John wanted to believe it. He tried to believe Hofst?tter and his wretched delegation would stay behind their doors, counting statistics and scribbling notes, far from this house and far from her.
But Felix’s reassurance could not steady the coil in his chest. He remembered the Vienna stories—the fists, the alley, the grave—and his gut told him danger rarely kept to one corridor.
Felix left, and the clock ticked. Coal shifted in the grate. His shoulders stayed tight.
Then Theresa stepped into the room, the rustle of skirts drawing his gaze before he even realized he’d moved.
She wore one of the dresses he had arranged for her—soft silk in a pale hue that caught the lamplight like dawn—, but on her it looked regal.
Her hair gleamed dark gold, her posture elegant, unforced, every inch a woman born to command a room.
His chest tightened.
His body hardened.
She saw him and paused, color blooming across her cheekbones, but her chin lifted. That combination—shyness and courage—undid him more than any ballroom beauty ever could.
Cloverdale could hold dozens of delegates, an army of physicians, and all the damned Hofst?tters in Vienna, and John would still see only her.
His thoughts turned reckless.
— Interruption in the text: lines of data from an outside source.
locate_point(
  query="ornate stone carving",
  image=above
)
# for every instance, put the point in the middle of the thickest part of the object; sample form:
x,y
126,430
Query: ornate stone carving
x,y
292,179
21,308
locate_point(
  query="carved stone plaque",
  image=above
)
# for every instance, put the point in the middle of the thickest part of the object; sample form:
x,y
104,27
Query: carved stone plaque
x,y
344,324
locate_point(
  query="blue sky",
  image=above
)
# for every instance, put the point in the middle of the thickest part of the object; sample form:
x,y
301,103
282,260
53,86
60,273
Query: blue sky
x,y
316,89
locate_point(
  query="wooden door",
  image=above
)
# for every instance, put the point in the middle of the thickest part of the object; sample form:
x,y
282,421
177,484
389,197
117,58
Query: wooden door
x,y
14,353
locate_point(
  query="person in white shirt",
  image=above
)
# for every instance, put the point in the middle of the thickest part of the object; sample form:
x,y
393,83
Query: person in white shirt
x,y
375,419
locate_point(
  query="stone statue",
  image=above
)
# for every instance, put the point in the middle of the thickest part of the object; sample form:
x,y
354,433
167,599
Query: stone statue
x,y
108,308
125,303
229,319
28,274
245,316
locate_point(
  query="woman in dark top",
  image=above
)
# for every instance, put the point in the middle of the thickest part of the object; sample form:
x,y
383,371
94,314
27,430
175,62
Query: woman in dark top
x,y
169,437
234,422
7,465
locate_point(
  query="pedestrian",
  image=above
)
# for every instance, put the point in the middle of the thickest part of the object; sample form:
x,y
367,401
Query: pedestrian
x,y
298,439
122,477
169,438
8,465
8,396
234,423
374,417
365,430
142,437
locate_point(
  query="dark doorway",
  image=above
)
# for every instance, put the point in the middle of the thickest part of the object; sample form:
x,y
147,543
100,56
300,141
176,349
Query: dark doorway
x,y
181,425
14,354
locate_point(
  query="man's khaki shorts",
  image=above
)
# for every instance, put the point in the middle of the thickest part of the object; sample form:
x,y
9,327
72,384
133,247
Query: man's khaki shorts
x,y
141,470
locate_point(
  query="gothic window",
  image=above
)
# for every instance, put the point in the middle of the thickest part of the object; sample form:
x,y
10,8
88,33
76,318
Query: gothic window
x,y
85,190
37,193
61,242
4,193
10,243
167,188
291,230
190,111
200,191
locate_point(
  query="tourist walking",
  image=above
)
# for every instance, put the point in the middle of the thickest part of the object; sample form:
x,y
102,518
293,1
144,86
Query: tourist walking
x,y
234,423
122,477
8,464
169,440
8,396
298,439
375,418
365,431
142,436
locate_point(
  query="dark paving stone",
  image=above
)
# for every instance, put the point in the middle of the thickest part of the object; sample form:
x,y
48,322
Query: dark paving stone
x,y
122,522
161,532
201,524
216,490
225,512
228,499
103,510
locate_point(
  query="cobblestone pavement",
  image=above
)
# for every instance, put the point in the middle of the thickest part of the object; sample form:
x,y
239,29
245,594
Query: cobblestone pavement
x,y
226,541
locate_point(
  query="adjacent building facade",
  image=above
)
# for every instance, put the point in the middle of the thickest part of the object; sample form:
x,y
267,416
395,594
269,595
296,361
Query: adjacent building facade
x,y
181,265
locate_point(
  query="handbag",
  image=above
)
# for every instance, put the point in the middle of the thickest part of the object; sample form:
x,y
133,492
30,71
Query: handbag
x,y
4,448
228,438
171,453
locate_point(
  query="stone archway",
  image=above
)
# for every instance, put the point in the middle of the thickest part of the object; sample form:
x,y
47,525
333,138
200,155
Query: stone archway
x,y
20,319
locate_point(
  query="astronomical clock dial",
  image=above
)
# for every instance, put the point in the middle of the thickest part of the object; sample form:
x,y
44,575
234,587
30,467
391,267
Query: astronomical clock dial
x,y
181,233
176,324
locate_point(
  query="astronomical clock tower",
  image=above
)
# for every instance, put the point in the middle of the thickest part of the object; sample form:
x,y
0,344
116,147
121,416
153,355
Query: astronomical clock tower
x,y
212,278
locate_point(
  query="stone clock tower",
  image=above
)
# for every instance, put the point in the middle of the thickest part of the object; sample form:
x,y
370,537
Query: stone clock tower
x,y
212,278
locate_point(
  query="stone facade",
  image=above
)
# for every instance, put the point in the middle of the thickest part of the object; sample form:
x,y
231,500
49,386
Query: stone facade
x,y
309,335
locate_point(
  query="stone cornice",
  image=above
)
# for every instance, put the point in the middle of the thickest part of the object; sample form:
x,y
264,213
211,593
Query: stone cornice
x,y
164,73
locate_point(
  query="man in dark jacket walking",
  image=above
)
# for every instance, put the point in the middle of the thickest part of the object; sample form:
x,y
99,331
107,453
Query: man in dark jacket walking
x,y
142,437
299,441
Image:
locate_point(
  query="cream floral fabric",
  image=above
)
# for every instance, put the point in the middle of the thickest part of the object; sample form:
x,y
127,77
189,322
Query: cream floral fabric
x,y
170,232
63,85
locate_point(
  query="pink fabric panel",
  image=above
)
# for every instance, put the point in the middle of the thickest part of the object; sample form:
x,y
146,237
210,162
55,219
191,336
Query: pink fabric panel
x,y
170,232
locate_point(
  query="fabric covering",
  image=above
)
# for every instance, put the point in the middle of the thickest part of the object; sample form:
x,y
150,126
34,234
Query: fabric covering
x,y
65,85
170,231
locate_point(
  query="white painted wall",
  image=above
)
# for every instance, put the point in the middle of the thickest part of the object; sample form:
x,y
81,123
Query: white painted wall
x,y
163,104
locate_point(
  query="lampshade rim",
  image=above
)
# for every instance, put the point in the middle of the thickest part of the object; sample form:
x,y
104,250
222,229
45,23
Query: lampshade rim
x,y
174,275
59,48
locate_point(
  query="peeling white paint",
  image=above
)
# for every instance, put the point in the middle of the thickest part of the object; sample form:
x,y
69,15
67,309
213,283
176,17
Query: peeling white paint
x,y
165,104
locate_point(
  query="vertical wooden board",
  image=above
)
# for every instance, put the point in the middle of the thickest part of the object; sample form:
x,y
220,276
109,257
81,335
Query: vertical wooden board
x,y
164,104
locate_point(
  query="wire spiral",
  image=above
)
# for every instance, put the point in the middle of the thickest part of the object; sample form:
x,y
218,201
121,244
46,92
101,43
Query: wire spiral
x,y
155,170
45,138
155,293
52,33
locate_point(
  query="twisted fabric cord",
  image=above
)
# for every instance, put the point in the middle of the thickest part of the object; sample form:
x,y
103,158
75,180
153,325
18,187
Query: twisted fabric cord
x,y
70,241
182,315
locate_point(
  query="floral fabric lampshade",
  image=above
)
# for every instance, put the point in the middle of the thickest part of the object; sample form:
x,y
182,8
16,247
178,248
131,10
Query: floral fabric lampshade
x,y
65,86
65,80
He imagined her laughter muffled against his chest, her hair spilled across his pillow, her body tangled with his in the featherbed upstairs.
Quiet, so quiet—this house full of children and kin, of eyes and ears—but she would know, oh she would know how fiercely he wanted her to belong.
She crossed the room, skirts brushing the carpet, eyes fixed on him. He met her halfway, bowing slightly, masking his hunger in courtesy.
But when their hands touched, fingers threading lightly, he felt it spark through him—want, need, love, all indistinguishable. “You’re radiant. I thought I was prepared, but—no. You’ve undone me.”
Her lips curved, small and secret. “And here I only hoped to do justice to your house.”
“My house”—he tugged her hand just enough to bring her close—“is already yours.”
She startled, then softened, her gaze searching his face as if weighing whether to believe him. He held her eyes, willing her to understand he meant no jest, no passing fancy.
Let Hofst?tter rail. Let the delegates scribble and sneer. Tonight, with her hand in his, only this mattered: not titles, not scrutiny, but a woman who made the world stop turning every time she entered the room.